Yes I don't know why because I was only 3 at the time but They were amazing being used to the single decked open Vita and Vesta The size and shape and comfort of the passenger accommodation was astounding. I didn't understand the roundness of the bow at the time and the swivelling dual propeller system was explained to me and from the top deck (once you climbed those incredibly steep stairs) you could watch the crew winding the steering handles. The corporate livery on light green and white was first used on them. The rubber bumper sections (later replaced with wood) were striking too. The difference between to two vessels was so minimal I had to look at the name to tell them apart.


----------



## Jaydee (Jan 30, 2007)

there is a website re Gosport Ferries try looking for www.Simplonpc.co.uk/PortsmouthHFC.1. Originally there were two different companies Grey Funnel ones with Names Ferry Prince, Princess etc. and those with Buff ones Vesta, Vadne etc, both worked alternate crossings. Re the bell, fitted to the vessels useful in fog perhaps! An electric bell was rung from the ticket office when it was time to leave the pontoon! The two companies later amalgamated. 
Jaydee


----------



## Bob S (Jul 12, 2004)

The VESTA as mentioned above is still operating as the DUCHESS M on the Thames linking Tilbury with Gravesend.

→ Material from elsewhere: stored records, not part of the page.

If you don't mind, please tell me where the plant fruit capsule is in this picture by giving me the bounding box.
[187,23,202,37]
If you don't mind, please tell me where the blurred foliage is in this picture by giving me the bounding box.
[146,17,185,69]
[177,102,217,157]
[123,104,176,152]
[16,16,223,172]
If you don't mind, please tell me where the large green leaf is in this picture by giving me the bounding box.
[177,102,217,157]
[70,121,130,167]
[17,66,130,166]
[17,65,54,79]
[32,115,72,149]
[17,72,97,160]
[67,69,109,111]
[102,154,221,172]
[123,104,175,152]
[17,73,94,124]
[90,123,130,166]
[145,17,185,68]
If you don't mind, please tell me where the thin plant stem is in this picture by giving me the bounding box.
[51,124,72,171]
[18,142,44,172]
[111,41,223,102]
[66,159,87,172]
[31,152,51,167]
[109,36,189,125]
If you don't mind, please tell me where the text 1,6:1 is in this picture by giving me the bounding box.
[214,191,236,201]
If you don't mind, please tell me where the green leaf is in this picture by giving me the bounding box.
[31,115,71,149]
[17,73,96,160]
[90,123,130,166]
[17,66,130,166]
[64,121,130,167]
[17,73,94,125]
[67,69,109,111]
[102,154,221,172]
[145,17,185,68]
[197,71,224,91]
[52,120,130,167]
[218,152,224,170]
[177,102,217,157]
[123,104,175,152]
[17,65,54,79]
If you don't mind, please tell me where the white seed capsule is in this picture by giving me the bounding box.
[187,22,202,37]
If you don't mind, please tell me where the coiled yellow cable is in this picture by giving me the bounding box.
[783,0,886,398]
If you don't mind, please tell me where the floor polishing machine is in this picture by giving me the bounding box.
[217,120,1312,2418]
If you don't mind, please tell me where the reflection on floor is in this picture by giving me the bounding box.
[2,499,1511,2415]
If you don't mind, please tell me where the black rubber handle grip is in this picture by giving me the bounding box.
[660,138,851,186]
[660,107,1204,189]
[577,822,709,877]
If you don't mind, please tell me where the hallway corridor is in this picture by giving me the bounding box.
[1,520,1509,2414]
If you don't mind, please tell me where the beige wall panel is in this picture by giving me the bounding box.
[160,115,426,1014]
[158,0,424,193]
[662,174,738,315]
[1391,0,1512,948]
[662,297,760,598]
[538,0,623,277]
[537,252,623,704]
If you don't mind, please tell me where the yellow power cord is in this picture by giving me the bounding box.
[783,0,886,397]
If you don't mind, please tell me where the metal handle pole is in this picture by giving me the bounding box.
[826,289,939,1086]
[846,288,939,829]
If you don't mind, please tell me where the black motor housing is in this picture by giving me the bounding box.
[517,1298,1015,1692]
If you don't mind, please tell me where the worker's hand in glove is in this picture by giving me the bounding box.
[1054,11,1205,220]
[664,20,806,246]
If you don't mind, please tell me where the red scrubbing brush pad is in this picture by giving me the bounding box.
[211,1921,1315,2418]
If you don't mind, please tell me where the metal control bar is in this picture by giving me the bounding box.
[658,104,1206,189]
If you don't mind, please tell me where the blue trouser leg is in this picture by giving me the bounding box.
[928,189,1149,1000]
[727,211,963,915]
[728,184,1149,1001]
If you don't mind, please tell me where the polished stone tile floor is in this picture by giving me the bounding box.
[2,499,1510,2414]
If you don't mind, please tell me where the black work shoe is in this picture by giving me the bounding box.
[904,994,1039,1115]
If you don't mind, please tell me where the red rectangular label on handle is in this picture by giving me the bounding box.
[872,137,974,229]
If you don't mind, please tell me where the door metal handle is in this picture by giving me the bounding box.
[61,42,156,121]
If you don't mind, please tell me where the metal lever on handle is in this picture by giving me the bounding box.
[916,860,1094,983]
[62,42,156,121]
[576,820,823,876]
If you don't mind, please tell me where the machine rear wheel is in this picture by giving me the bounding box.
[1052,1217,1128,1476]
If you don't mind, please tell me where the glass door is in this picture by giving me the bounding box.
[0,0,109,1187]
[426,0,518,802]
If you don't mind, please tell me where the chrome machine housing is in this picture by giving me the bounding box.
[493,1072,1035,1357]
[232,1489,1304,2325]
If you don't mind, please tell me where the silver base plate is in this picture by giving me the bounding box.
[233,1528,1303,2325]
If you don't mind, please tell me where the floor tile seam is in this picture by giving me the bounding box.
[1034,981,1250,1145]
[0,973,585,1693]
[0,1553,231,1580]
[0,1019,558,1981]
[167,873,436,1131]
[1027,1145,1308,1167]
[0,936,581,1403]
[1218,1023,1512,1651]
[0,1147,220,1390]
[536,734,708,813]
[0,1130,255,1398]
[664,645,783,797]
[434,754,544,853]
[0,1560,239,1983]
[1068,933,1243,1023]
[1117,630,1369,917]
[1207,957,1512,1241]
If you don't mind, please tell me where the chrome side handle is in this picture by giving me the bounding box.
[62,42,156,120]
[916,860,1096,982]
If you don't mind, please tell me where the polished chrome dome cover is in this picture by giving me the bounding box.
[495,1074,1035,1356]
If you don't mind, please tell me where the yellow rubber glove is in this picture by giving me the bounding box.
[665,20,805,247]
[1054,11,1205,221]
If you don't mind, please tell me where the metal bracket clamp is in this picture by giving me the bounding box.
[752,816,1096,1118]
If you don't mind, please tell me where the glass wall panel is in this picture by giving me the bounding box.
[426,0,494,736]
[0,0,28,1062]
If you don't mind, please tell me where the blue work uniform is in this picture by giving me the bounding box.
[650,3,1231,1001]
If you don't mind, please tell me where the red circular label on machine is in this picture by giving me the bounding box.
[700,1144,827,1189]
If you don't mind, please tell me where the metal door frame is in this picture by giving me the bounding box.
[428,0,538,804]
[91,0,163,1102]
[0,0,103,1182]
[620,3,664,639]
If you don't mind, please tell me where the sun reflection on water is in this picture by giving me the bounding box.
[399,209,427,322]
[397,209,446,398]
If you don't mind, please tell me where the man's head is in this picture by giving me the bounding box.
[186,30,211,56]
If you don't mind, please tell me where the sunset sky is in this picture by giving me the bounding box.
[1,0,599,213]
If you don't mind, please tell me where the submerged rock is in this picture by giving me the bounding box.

http://www.shipspotting.com/gallery...p.lid&sortorder=desc&page_limit=12&viewtype=1


----------



## Malcolm S (Aug 20, 2008)

Greetings,
Since I grew up in Gosport I remember the old ferries well. I will have to search a bit to see if I have any pictures that my Dad may have taken. I know he used the ferries daily as he worked in the Portsmouth dockyard. I enjoyed going on the oldest ferry - forget the name - but you could go below into the cabin and watch the engine working. Nice to know one at least is still operational. 
Malcolm


----------



## Simba (Oct 27, 2010)

Greetings from another Turk Town boy, Malcolm. (Thumb)

If you've got any photos of the old steam ferryboats, I'd be very interested to see them - see my request for info/drawings/photos in the 'Ship Research' section.

Here's a link to the album of photos I took in June of _Vadne_, now derelict at Forton Creek:

https://www.facebook.com/media/set/?set=a.393462837355975.77421.100000767869530&type=3&l=a456756c05

No need to sign up for Facebook, just click on the link.

Cheers!


----------